Gabon : Libreville renforce son réseau de santé
Libreville, Jeudi 13 Août 2026 (Infos Gabon) – À quelques jours de la fête nationale, le Gabon poursuit la densification de son appareil sanitaire avec la mise en service de deux nouvelles structures à Libreville. Le président Brice Clotaire Oligui Nguema a inauguré mercredi le Centre médical Tsa-Tsa Eugène d’Akébé et l’Hôpital d’arrondissement Dr Paulin Obame Nguema de La Peyrie.
Au-delà du symbole attaché à ces inaugurations, l’enjeu est concret pour les populations du Grand Libreville. Il s’agit de rapprocher les soins, renforcer les capacités de diagnostic et réduire la pression qui pèse sur les grands établissements hospitaliers.
Dans une capitale où la croissance urbaine accroît mécaniquement la demande de soins, développer des structures de proximité devient une question de politique publique autant que de santé. Un patient qui peut être diagnostiqué et pris en charge plus près de son lieu de résidence réduit son parcours de soins et, dans certains cas, permet aux grands centres hospitaliers de se concentrer sur les situations les plus complexes.
Le Centre médical Tsa-Tsa Eugène d’Akébé illustre cette orientation. Destiné notamment aux populations du troisième arrondissement, il dispose désormais d’un scanner et d’un équipement de radiologie, renforçant sensiblement son potentiel diagnostique. Sa construction et son aménagement, engagés en février 2025 et achevés en août 2026, ont également généré 84 emplois. L’établissement doit contribuer au désengorgement des structures hospitalières de référence tout en offrant aux professionnels un environnement de travail davantage adapté à leurs missions.
À La Peyrie, l’ambition est également significative. L’Hôpital d’arrondissement Dr Paulin Obame Nguema devient le premier établissement hospitalier d’arrondissement à bénéficier d’un scanner. Cette évolution peut modifier la capacité d’un établissement de proximité à orienter rapidement les patients et à prendre des décisions médicales sur la base d’examens plus performants. L’objectif annoncé est d’étendre progressivement cette dynamique à d’autres structures du pays.

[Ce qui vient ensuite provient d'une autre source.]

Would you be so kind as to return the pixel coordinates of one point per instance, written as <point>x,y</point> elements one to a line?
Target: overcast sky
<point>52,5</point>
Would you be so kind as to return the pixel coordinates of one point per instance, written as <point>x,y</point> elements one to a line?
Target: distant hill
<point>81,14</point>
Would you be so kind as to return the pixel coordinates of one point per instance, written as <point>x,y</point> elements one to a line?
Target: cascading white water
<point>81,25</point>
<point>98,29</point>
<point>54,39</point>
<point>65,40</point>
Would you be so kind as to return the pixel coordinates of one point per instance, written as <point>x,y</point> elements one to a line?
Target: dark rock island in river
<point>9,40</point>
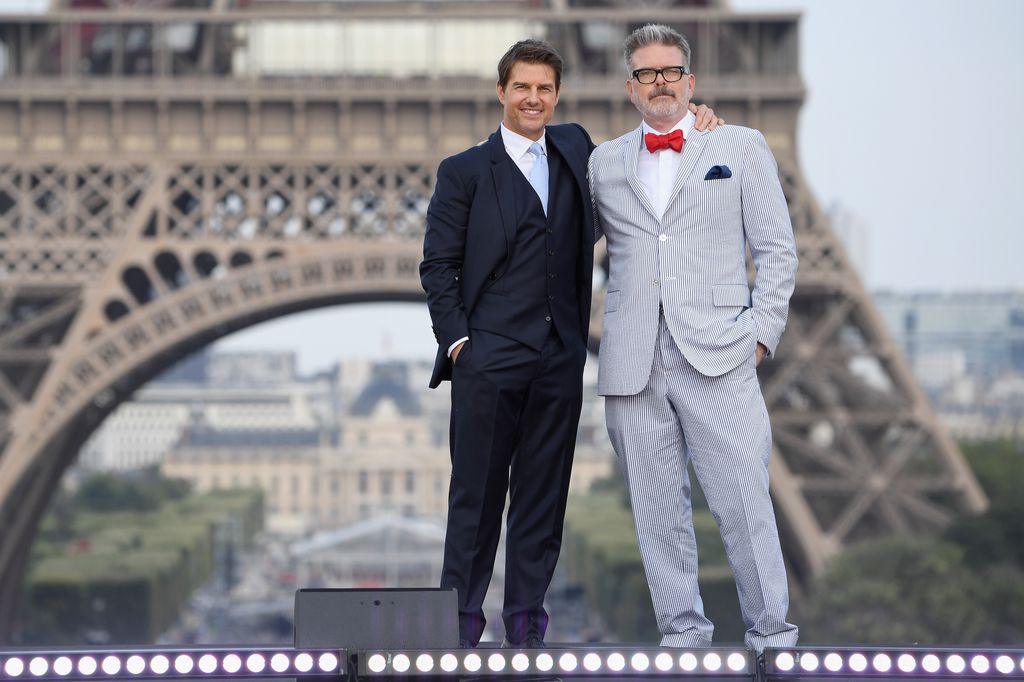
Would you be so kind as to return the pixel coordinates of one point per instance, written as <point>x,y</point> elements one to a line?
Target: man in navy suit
<point>507,267</point>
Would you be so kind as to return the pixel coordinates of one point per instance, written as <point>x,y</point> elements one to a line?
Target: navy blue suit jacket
<point>471,223</point>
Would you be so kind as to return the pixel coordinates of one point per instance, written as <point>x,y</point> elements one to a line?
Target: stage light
<point>400,663</point>
<point>160,664</point>
<point>520,663</point>
<point>208,664</point>
<point>472,663</point>
<point>888,663</point>
<point>13,667</point>
<point>496,663</point>
<point>834,662</point>
<point>906,663</point>
<point>39,666</point>
<point>231,663</point>
<point>639,662</point>
<point>111,665</point>
<point>87,666</point>
<point>450,663</point>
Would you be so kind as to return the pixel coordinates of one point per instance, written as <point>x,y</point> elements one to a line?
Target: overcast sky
<point>911,123</point>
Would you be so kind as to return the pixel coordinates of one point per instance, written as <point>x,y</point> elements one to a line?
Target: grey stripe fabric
<point>692,259</point>
<point>677,367</point>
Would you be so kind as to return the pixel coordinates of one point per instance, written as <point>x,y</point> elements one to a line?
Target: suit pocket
<point>611,301</point>
<point>730,295</point>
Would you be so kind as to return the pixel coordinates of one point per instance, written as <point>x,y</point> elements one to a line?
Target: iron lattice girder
<point>131,239</point>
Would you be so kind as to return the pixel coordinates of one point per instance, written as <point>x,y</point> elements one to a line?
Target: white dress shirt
<point>517,147</point>
<point>656,171</point>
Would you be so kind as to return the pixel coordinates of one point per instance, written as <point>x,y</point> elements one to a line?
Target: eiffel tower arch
<point>166,180</point>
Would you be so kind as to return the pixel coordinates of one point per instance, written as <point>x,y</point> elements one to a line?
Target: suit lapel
<point>692,151</point>
<point>569,155</point>
<point>631,152</point>
<point>501,172</point>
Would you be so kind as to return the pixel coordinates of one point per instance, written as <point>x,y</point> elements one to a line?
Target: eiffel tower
<point>173,175</point>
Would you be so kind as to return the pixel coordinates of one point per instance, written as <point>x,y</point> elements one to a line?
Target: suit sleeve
<point>769,233</point>
<point>592,179</point>
<point>443,252</point>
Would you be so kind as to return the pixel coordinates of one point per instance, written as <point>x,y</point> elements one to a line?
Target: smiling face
<point>528,97</point>
<point>660,103</point>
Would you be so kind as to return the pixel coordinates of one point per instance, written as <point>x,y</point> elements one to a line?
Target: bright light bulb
<point>39,666</point>
<point>303,663</point>
<point>207,664</point>
<point>785,662</point>
<point>62,666</point>
<point>424,663</point>
<point>255,663</point>
<point>183,664</point>
<point>449,663</point>
<point>87,666</point>
<point>328,663</point>
<point>111,665</point>
<point>377,663</point>
<point>400,663</point>
<point>231,663</point>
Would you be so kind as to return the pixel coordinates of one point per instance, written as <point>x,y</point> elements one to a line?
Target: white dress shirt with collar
<point>656,171</point>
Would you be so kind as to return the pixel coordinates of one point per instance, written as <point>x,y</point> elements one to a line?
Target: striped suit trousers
<point>721,425</point>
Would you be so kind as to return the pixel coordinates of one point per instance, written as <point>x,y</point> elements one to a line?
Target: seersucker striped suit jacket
<point>692,260</point>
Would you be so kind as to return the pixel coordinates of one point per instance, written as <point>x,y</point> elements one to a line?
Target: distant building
<point>967,350</point>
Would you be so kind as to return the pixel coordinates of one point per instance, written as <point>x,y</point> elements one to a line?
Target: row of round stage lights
<point>895,663</point>
<point>37,665</point>
<point>572,663</point>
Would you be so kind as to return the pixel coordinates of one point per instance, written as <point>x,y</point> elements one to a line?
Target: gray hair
<point>654,34</point>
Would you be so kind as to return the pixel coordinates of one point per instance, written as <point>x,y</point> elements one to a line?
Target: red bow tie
<point>673,140</point>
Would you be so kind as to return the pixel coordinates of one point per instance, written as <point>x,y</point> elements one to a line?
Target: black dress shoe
<point>531,642</point>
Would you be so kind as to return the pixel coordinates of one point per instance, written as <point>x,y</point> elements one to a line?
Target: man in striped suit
<point>683,334</point>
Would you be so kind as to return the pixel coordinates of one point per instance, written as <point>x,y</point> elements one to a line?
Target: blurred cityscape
<point>169,178</point>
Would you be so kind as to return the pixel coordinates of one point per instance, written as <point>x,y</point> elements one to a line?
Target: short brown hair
<point>530,51</point>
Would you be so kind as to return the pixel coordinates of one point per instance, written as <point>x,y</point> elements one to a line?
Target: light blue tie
<point>539,175</point>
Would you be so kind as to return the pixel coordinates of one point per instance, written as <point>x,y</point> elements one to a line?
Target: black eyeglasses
<point>670,74</point>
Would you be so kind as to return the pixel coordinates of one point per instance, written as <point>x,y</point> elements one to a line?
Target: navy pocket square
<point>718,172</point>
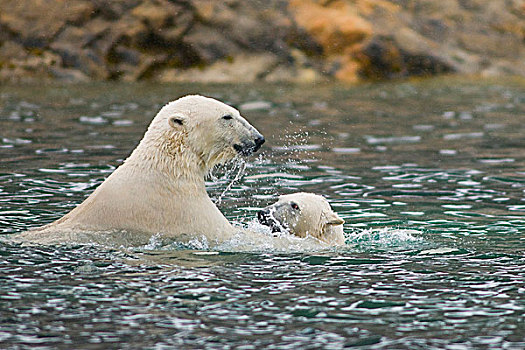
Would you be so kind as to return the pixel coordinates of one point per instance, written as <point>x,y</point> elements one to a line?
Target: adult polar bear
<point>160,187</point>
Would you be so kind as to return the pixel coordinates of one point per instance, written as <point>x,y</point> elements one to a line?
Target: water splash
<point>238,169</point>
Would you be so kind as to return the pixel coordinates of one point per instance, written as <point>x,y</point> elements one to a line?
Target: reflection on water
<point>429,176</point>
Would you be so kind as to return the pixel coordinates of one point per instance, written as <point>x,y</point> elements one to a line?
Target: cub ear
<point>331,218</point>
<point>176,121</point>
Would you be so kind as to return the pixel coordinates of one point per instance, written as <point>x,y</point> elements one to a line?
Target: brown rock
<point>336,27</point>
<point>37,22</point>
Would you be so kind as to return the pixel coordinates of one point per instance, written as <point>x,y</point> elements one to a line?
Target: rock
<point>253,40</point>
<point>244,68</point>
<point>36,23</point>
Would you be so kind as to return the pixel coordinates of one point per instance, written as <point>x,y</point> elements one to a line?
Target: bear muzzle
<point>246,148</point>
<point>266,218</point>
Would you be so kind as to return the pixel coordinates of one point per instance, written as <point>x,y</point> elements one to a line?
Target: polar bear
<point>160,187</point>
<point>304,214</point>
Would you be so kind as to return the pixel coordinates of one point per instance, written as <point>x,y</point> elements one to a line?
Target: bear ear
<point>331,218</point>
<point>176,121</point>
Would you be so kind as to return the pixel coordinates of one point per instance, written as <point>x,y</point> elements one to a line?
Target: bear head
<point>202,129</point>
<point>304,214</point>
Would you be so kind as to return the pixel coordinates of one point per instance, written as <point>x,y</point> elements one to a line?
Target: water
<point>429,176</point>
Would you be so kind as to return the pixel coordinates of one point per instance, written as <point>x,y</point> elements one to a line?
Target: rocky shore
<point>258,40</point>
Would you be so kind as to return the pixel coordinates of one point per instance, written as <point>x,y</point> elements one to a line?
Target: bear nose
<point>263,216</point>
<point>259,140</point>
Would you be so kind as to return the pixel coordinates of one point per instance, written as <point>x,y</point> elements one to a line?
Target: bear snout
<point>266,218</point>
<point>246,148</point>
<point>259,140</point>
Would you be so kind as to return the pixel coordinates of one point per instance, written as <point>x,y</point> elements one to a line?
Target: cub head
<point>203,129</point>
<point>304,214</point>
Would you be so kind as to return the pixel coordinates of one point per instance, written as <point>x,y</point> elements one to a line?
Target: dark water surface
<point>430,177</point>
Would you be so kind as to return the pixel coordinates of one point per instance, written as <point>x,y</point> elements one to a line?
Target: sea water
<point>428,175</point>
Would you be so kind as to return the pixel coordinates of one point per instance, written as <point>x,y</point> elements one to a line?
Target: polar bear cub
<point>304,214</point>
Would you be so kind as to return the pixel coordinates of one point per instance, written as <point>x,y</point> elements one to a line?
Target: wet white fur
<point>314,217</point>
<point>160,187</point>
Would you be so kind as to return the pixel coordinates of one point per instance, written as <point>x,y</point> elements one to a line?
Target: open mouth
<point>265,218</point>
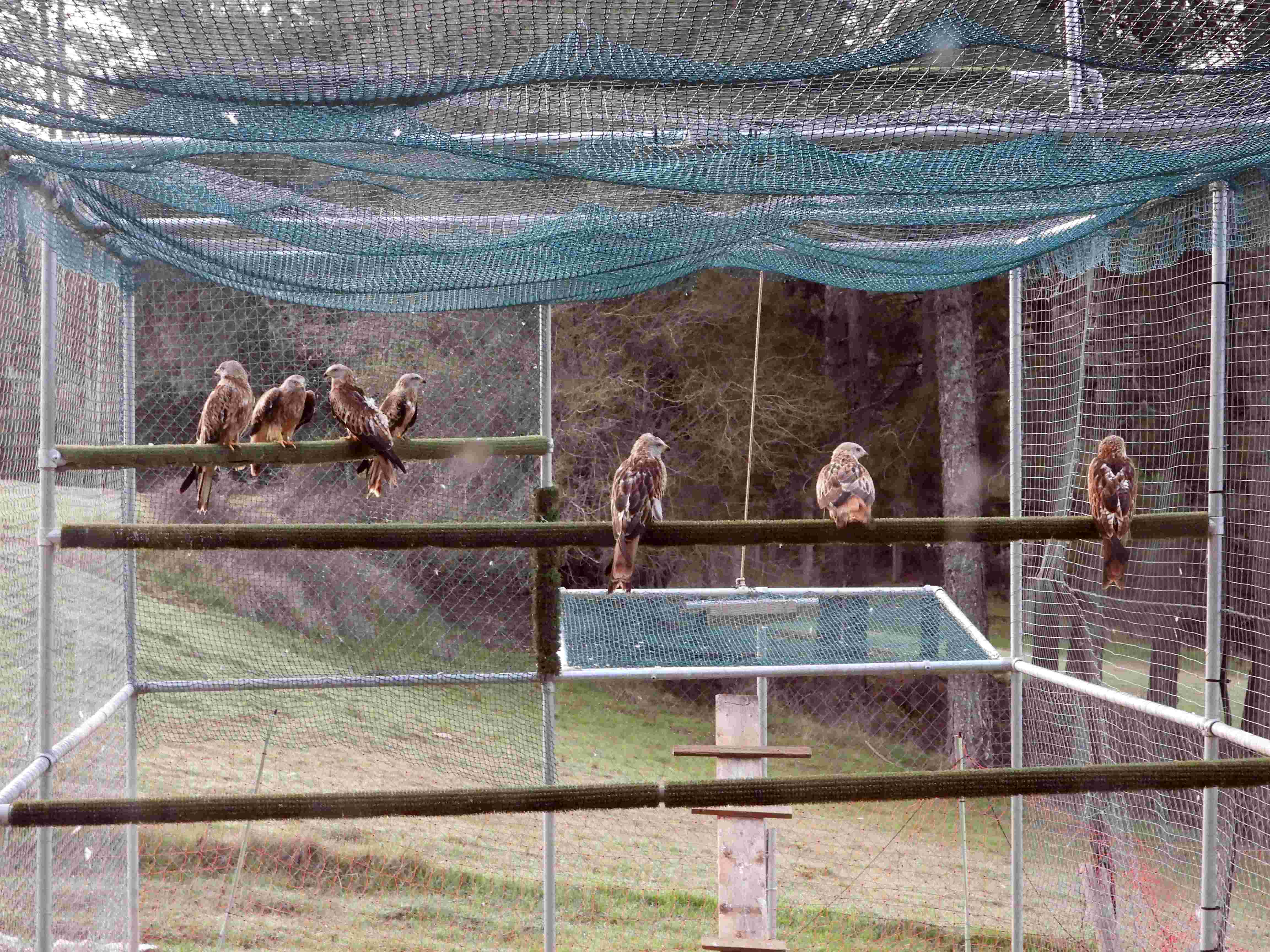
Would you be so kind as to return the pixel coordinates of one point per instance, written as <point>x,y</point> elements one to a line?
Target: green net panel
<point>402,157</point>
<point>759,626</point>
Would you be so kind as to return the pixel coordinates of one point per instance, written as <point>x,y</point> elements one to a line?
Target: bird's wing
<point>361,417</point>
<point>1128,490</point>
<point>265,409</point>
<point>399,410</point>
<point>310,402</point>
<point>223,414</point>
<point>636,499</point>
<point>1113,496</point>
<point>837,484</point>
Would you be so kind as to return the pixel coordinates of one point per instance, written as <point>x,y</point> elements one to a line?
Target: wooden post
<point>745,924</point>
<point>742,840</point>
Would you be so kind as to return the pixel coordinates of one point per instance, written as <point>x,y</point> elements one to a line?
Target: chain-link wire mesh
<point>87,645</point>
<point>1126,350</point>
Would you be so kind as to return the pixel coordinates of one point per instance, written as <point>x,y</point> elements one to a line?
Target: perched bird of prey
<point>845,489</point>
<point>1113,496</point>
<point>362,419</point>
<point>400,408</point>
<point>280,413</point>
<point>225,413</point>
<point>636,502</point>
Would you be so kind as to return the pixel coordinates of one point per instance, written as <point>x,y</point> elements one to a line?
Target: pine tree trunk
<point>972,700</point>
<point>846,361</point>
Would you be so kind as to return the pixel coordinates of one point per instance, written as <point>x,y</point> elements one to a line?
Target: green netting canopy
<point>426,157</point>
<point>760,626</point>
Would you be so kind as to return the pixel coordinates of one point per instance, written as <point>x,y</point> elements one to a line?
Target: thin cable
<point>754,397</point>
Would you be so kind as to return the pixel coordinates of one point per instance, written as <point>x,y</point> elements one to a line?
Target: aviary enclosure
<point>399,187</point>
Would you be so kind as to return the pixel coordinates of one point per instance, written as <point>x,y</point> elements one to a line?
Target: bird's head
<point>850,450</point>
<point>410,381</point>
<point>1112,446</point>
<point>338,372</point>
<point>232,370</point>
<point>651,446</point>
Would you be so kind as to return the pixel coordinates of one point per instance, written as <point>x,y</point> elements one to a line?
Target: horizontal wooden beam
<point>309,454</point>
<point>675,795</point>
<point>513,535</point>
<point>740,751</point>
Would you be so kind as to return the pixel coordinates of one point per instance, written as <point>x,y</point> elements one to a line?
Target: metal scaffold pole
<point>129,515</point>
<point>47,461</point>
<point>1211,888</point>
<point>1016,608</point>
<point>549,772</point>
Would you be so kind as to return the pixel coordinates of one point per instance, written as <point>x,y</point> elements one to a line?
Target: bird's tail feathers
<point>205,487</point>
<point>1116,562</point>
<point>624,564</point>
<point>376,473</point>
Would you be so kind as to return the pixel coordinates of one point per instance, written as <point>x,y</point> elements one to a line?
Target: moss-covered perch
<point>879,788</point>
<point>539,535</point>
<point>310,454</point>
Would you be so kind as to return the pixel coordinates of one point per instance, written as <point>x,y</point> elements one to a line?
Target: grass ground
<point>851,876</point>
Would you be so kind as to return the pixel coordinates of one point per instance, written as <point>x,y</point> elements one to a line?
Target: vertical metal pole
<point>549,772</point>
<point>45,610</point>
<point>770,852</point>
<point>1016,605</point>
<point>966,859</point>
<point>545,475</point>
<point>1211,886</point>
<point>1075,42</point>
<point>129,433</point>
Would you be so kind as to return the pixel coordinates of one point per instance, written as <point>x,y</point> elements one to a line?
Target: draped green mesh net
<point>721,628</point>
<point>406,157</point>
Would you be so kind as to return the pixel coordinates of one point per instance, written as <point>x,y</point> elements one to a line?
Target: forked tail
<point>624,564</point>
<point>1116,562</point>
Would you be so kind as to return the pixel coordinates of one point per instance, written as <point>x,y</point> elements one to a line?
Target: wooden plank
<point>743,945</point>
<point>746,752</point>
<point>742,841</point>
<point>770,813</point>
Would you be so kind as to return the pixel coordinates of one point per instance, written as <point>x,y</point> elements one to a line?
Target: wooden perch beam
<point>513,535</point>
<point>313,452</point>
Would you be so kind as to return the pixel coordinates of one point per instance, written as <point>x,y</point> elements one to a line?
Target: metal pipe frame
<point>787,671</point>
<point>549,699</point>
<point>945,600</point>
<point>129,432</point>
<point>336,681</point>
<point>47,553</point>
<point>1016,608</point>
<point>40,769</point>
<point>445,680</point>
<point>1207,727</point>
<point>1211,884</point>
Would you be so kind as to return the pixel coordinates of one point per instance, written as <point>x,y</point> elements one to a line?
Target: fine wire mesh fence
<point>88,661</point>
<point>1124,348</point>
<point>1098,865</point>
<point>717,628</point>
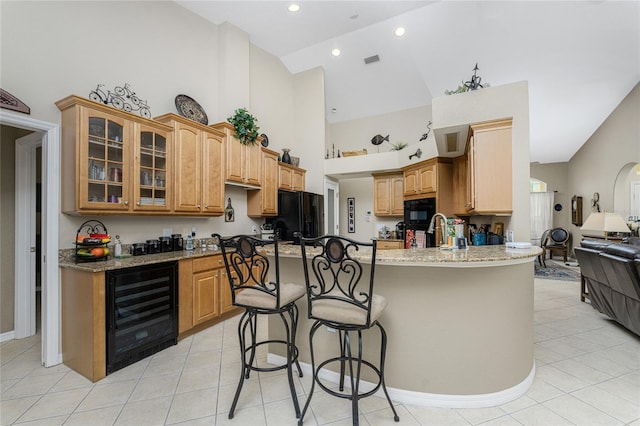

Le projet de La Peyrie a porté sur la réhabilitation du bâtiment existant et la construction d’un nouveau bâtiment, pour un investissement de 880,742 millions de francs CFA financé par la Banque africaine de développement. Ce financement souligne l’importance des partenariats institutionnels dans la modernisation du système de santé et dans la réalisation d’infrastructures capables de répondre aux besoins croissants des populations.
La mise en service de ces deux établissements s’accompagne par ailleurs d’un renforcement de la mobilité médicale. Une ambulance a été remise au Centre médical Tsa-Tsa Eugène et deux autres au SAMU du Centre hospitalier universitaire de Libreville. Cette composante est essentielle, car la qualité d’un système sanitaire ne dépend pas seulement de la présence de bâtiments et d’équipements. Elle repose aussi sur la capacité à transporter rapidement les patients, organiser les urgences et assurer la continuité entre les différents niveaux de soins.
Ces investissements s’inscrivent dans le quatrième pilier du projet de société présidentiel consacré à la modernisation du système de santé. La stratégie affichée repose notamment sur la décentralisation et l’autonomisation des structures, le développement de spécialités médicales et le renforcement des compétences des personnels.
Le véritable enjeu sera désormais de faire fonctionner durablement ces infrastructures à leur plein potentiel. Un scanner exige des professionnels formés, une maintenance régulière et une organisation capable d’en garantir l’utilisation. Une ambulance n’a d’impact que si elle est intégrée à une chaîne d’urgence efficace. Une nouvelle structure sanitaire ne devient un progrès réel que lorsqu’elle améliore effectivement le parcours du patient.
Avec Akébé et La Peyrie, le Gabon ajoute donc deux maillons importants à son dispositif de santé de proximité. Le défi n’est plus seulement de construire et d’inaugurer, mais de faire de ces établissements des centres pleinement opérationnels, accessibles et durables. C’est à cette condition que la modernisation sanitaire pourra dépasser le cadre des infrastructures pour devenir une véritable politique d’égalité devant les soins et un investissement stratégique dans le capital humain du pays.